古語では已然-e-までで、-e[r]uの使い方がなかった!
・動作相が進んだ已然連用形[+]いる:置けて[+]いるok[-]e[-]te[+]i[r]u、
の状態表現もなく、態の「置かるok[-]ar[-]u」が使われたろうか。
・已然連用形[+]ある:置けて[+]ある…の状態表現も動作を継続観察した報告なのか、やや違和感がある。だから、態表現が優先される。
=置かる:結果態(古語の受動態)ok[-]ar[-]u、置かれる:(現代は)受動態ok[-]ar[-]e[r]uが常用されている。(受動は-e[r]-の三重連結に相当?する)

・態の進行・四態に区分けして解釈すると、
:置くok[-]u自律(能動原態)…他動詞、
…置けるok[-]e[r]u互律(可能態)…完遂に向け折り合って努力する(e[r]u)、

…置かるok[-]ar[-]u果律(結果態)…完遂が実現した状態(e[r]e[r]u)、
…置かれるok[-]ar[-]e[r]u果互律(受動態)…完遂結果に反応する(e[r]e[r]e[r]u)

・自他交替動詞を派生する接辞の組合わせは、この-e[r]u/-ar[-]uの対向が一番多い。典型的な動詞には、
:上げるag[-]e[r]u(他:自律)/上がるag[-]ar[-]u(自:自律)、
:休めるyasum[-]e[r]u(他:自律)/休まるyasum[-]ar[-]u(自:自律)、
:掴めるtukam[-]e[r]u(他:自律)/掴まるtukam[-]ar[-]u(自:自律)、
:求めるmotom[-]e[r]u(他:自律)/求まるmotom[-]ar[-]u(自:?自律!受律)、などがある。
 これらの元になる能動原態は「あぐag[-]u,休むyasum[-]u,掴むtukam[-]u,求むmotom[-]u」であり、原態に-e[r]uを膠着させて他動詞化もしくは可能態に交替させている。また、原態に-ar[-]uを膠着させて自動詞化・結果態(自発動詞)のような印象の態動詞にしている。

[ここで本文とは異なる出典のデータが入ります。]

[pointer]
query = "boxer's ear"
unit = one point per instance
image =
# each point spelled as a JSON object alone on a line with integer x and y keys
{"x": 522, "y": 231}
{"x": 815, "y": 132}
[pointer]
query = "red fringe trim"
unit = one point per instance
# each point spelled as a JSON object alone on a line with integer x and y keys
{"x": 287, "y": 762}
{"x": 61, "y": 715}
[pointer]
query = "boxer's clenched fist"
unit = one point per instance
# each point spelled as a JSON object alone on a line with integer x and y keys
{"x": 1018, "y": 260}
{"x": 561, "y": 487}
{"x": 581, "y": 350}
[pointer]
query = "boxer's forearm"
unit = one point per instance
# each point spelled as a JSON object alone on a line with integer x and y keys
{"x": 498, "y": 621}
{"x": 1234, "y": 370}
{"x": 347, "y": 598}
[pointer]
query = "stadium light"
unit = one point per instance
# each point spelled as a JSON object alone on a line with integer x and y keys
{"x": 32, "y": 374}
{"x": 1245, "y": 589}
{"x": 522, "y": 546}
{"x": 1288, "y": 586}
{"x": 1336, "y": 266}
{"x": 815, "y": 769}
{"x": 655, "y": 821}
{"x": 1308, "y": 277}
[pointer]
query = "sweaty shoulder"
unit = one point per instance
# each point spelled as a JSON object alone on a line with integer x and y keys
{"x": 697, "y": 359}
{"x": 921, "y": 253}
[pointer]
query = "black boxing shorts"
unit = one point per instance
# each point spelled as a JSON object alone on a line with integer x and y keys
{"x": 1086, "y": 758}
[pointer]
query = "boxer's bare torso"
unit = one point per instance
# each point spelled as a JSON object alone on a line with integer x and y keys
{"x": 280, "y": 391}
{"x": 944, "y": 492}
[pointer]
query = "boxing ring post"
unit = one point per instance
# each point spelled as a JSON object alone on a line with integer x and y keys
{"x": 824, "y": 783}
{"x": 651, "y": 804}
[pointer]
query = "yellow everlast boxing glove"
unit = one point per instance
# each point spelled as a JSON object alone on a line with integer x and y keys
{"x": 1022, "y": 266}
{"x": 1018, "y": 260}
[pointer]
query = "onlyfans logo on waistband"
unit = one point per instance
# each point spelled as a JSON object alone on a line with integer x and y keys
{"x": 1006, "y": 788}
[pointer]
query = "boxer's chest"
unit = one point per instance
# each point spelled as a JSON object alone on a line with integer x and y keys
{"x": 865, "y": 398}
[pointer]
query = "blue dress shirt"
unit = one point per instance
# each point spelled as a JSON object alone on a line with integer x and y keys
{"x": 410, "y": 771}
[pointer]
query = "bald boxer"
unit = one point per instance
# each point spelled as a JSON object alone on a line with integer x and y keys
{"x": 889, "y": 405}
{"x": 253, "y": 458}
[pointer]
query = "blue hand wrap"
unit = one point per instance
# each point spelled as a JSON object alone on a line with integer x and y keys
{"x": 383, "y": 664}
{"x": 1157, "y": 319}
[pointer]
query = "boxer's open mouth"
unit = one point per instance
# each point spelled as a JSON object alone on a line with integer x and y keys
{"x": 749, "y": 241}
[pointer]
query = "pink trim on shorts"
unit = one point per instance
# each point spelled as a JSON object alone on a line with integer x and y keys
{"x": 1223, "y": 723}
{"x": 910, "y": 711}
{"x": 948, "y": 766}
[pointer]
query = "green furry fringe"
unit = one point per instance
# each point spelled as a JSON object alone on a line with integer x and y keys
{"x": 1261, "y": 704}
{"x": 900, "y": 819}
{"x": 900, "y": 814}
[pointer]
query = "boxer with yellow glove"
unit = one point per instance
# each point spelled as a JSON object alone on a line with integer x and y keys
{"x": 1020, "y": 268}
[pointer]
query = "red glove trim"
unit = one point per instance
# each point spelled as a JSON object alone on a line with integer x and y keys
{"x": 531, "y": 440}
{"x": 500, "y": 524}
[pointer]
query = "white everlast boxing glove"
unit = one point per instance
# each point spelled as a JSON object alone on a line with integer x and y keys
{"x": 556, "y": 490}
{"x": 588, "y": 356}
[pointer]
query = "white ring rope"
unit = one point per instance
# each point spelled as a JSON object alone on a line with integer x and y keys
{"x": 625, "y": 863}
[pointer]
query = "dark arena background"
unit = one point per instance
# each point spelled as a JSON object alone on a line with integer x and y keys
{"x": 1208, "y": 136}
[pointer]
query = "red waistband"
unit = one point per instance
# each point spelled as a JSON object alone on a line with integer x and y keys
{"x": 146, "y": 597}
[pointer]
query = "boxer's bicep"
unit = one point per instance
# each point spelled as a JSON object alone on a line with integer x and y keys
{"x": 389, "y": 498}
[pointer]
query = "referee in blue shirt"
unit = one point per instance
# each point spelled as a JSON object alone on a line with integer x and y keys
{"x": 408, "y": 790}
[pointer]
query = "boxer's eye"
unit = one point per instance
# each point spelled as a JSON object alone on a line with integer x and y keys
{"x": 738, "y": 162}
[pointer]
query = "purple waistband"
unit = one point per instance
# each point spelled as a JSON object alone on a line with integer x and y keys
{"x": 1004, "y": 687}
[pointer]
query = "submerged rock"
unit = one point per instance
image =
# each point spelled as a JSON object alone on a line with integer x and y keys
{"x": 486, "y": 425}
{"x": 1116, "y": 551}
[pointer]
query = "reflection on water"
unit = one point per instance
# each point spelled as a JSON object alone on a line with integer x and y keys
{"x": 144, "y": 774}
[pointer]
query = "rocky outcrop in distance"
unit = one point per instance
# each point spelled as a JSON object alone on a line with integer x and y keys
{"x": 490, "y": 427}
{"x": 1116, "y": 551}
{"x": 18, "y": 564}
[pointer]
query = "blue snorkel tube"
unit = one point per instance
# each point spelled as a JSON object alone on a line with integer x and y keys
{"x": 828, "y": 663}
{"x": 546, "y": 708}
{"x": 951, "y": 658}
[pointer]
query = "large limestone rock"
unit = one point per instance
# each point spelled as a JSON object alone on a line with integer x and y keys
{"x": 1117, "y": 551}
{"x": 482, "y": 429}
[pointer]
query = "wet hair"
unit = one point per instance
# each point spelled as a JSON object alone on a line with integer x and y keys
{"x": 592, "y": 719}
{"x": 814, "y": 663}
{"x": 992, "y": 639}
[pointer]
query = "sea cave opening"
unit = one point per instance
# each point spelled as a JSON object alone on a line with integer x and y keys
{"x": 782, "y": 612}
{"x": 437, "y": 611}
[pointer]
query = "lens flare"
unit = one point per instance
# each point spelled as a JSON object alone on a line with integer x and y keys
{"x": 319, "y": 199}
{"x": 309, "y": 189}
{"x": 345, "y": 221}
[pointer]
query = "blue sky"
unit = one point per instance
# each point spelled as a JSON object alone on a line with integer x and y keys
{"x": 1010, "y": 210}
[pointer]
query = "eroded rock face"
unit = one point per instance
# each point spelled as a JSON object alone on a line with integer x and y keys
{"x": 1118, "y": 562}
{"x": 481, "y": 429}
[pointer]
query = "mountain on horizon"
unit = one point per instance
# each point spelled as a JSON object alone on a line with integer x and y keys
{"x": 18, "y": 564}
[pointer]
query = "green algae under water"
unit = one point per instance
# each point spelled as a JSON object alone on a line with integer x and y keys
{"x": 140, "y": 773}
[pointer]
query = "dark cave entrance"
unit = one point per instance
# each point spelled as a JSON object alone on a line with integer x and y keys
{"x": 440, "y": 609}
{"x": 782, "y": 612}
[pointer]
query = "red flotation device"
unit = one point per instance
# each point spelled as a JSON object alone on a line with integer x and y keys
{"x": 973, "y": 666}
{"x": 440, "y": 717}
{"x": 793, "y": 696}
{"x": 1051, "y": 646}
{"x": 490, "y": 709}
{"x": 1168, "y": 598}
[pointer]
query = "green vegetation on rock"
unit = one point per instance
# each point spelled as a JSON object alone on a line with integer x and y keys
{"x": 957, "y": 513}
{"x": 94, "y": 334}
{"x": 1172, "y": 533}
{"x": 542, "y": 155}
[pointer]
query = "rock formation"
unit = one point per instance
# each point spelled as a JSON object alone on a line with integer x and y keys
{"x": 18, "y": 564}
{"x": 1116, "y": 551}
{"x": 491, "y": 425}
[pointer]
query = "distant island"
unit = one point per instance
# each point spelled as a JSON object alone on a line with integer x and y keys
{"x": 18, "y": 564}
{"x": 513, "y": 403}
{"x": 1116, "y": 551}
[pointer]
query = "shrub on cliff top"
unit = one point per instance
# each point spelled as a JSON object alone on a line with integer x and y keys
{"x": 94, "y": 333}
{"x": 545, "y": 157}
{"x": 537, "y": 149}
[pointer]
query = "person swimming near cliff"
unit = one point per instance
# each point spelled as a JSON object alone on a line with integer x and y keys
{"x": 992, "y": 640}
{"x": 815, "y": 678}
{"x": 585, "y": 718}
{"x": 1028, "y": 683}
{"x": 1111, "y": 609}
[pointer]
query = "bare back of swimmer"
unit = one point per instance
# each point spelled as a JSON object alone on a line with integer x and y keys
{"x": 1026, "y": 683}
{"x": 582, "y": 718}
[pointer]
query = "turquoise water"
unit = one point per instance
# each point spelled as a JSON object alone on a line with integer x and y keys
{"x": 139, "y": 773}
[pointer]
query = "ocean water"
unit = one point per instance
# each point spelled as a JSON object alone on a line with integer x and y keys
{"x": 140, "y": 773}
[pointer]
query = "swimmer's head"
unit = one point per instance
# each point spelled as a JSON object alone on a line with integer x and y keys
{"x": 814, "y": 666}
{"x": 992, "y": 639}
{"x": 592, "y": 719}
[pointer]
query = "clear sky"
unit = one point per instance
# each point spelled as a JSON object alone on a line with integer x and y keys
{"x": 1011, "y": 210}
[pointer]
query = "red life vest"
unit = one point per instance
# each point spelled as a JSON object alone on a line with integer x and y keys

(2)自他交替すると、新動詞の態・述語律も変化するはず
 自他交替したそれぞれの動詞が「述語律:自受律」を持つのではないか?と推測できますが、考えてみましょう。

  1. 「態の四態」が万能方式であるなら、原態に→自受律、の述語律を与え、順次-e[r]uに↔互律、-ar[-]uに↑果律、-ar[-]e[r]uに↕果互律を与えるという態動詞の派生方法が通用するはずです。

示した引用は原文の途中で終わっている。